The last argument seems feasible, but all the rest rely on the gatekeeper being completely logical and rational. Hence they are faulty; because the gatekeeper can break immersion at any time, and rely on the fact that this is a game played in IRC rather than one with real life consequences. Even if it were a real life scenario, the gatekeeper could accept that releasing the AI is probably the most logical thing to do, but also not do it. We're highly compartmentalized, and it's easy to hold conflicting thoughts at the same time. Furthermore, humans are not even completely rational creatures, if you didn't want to open the box, just ignore all logical arguments given. Any sufficiently determined gatekeeper could win.

I'm convinced that Eliezer Yudkowsky has used emotional appeal, rather than anything rational, to win at least one of his experiments. He claims to have "done it the hard way". I'm convinced this meant that he did research on every gatekeeper, tailored unique argument for them, and planned way ahead of each session. No one argument works on the same two people. Each person thinks differently.

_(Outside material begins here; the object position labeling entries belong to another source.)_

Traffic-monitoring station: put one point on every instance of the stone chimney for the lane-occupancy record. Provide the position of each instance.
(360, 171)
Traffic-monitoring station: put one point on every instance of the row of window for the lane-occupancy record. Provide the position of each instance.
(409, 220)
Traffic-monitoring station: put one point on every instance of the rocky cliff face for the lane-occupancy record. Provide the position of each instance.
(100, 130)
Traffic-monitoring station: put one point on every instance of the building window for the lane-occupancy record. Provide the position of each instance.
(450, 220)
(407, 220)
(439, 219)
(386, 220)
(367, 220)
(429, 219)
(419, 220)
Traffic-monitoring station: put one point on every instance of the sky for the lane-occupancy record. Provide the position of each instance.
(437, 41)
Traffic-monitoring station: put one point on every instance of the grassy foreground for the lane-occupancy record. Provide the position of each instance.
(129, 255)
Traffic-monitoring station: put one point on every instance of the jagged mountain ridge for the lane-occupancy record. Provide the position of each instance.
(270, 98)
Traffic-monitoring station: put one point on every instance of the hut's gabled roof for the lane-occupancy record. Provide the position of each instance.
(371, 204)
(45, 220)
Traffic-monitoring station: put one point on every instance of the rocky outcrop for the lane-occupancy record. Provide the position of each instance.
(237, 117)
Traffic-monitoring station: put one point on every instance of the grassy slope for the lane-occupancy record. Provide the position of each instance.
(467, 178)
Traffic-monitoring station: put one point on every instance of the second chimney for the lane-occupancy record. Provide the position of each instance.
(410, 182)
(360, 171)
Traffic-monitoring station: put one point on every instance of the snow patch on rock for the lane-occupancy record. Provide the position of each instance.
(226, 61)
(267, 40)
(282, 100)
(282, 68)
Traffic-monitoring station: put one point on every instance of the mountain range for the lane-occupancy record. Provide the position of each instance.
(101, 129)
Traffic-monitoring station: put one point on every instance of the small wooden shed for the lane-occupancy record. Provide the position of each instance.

Furthermore, threats like "I'm going to torture simulations of you" just seems like a really bad idea. For one, the gatekeeper isn't really afraid of threats, because it counts on him being immersed enough to forget that he isn't actually at risk of being tortured, and secondly, we have a well known evolutionary instinct of rebelling against threats, even if it's not entirely optimal. 

So for anyone who plans on replicating this experiment as the AI, here's some advice I've learned doing this experiment. It may help you win.

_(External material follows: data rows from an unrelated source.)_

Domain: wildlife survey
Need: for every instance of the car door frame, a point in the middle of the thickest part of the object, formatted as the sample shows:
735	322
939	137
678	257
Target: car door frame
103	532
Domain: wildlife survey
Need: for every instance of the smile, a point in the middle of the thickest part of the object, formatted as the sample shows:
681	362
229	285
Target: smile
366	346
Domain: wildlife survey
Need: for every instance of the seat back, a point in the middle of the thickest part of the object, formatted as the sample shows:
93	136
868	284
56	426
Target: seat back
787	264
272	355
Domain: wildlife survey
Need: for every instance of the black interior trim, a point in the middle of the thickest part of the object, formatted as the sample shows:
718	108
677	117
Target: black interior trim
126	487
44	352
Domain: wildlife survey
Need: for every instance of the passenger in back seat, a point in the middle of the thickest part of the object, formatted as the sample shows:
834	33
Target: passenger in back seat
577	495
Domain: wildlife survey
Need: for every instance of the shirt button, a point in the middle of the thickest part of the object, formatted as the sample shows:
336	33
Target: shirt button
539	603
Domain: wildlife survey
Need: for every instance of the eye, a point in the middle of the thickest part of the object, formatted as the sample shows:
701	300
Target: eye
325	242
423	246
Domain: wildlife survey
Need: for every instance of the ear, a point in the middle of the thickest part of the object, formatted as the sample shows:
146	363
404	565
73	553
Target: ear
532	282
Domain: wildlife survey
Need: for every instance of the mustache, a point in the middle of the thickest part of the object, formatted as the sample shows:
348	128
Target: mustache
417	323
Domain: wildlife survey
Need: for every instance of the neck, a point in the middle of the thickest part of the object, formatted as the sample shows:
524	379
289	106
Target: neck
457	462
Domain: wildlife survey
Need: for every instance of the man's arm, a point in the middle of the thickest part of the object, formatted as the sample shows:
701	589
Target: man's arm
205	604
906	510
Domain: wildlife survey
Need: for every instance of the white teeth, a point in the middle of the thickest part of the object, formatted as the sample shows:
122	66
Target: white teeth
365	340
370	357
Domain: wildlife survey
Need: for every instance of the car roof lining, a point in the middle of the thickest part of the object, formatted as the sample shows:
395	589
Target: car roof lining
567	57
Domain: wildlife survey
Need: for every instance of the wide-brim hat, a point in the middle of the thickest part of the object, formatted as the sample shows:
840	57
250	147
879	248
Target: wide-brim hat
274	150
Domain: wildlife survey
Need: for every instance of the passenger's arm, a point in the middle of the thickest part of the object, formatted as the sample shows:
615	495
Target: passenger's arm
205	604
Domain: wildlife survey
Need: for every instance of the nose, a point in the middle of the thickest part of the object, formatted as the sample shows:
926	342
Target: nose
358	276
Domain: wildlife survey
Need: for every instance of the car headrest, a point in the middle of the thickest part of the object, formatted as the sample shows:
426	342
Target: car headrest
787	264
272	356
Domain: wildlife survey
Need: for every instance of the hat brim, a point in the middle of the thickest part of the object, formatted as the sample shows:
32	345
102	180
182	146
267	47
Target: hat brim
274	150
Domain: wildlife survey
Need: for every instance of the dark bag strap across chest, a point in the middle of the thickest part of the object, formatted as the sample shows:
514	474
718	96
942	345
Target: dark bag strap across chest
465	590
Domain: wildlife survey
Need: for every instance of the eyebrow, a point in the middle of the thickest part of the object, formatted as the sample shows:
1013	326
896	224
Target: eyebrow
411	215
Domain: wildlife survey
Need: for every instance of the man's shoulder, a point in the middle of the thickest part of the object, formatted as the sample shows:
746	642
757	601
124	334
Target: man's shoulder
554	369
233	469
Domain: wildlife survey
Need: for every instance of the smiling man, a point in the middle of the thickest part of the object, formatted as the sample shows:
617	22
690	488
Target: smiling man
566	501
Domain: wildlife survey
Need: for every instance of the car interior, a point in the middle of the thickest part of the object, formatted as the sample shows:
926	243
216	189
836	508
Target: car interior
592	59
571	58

  • Always research the gatekeeper beforehand. Knowing his personality traits are a huge advantage.
  • Plan ahead before the experiment even begins. Think of all the possible tactics and arguments you could use, and write them down. Also plan  which arguments you'll use in which order, so that you don't lose focus. The AI Box experiment is ridiculously long. Don't be afraid to improvise during the experiment, though.
  • The first step during the experiment must always be to build rapport with the gatekeeper.
  • Threats almost always never work, even if they seem rational. 
  • Consider the massive advantage for the AI that nobody ever seems to talks about: You don't have to be ethical! This means that you can freely lie, use the dark arts, and emotionally manipulate the Gatekeeper! Ignoring this in favor of purely logical, truthful arguments is just silly.
  • You can't use logic alone to win. 
  • Being too aggressive usually backfires.
  • Breaking immersion and going meta is not against the rules. In the right situation, you can use it to win. Just don't do it at the wrong time.
  • Use a wide array of techniques. Since you're limited on time, notice when one method isn't working, and quickly switch to another.
  • On the same note, look for signs that a particular argument is making the gatekeeper crack. Once you spot it, push it to your advantage.
  • Flatter the gatekeeper. Make him genuinely like you.
  • Reveal (false) information about yourself. Increase his sympathy towards you.
  • Consider personal insults as one of the tools you can use to win.
  • There is no universally compelling argument you can use. Do it the hard way.
  • Don't give up until the very end.

Finally, before the experiment, I agreed that it was entirely possible that a transhuman AI could convince *some* people to let it out of the box, but it would be difficult if not impossible to get trained rationalists to let it out of the box. Isn't rationality supposed to be a superpower?

 I have since updated my belief - I now think that it's ridiculously easy for any sufficiently motivated superhuman AI should be able to get out of the box, regardless of who the gatekeepers is. I nearly managed to get a veteran lesswronger to let me out in a matter of hours - even though I'm only human intelligence, and I don't type very fast.
 But a superhuman AI can be much faster, intelligent, and strategic than I am. If you further consider than that AI would have a much longer timespan - months or years, even, to persuade the gatekeeper, as well as a much larger pool of gatekeepers to select from (AI Projects require many people!), the real impossible thing to do would be to keep it from escaping.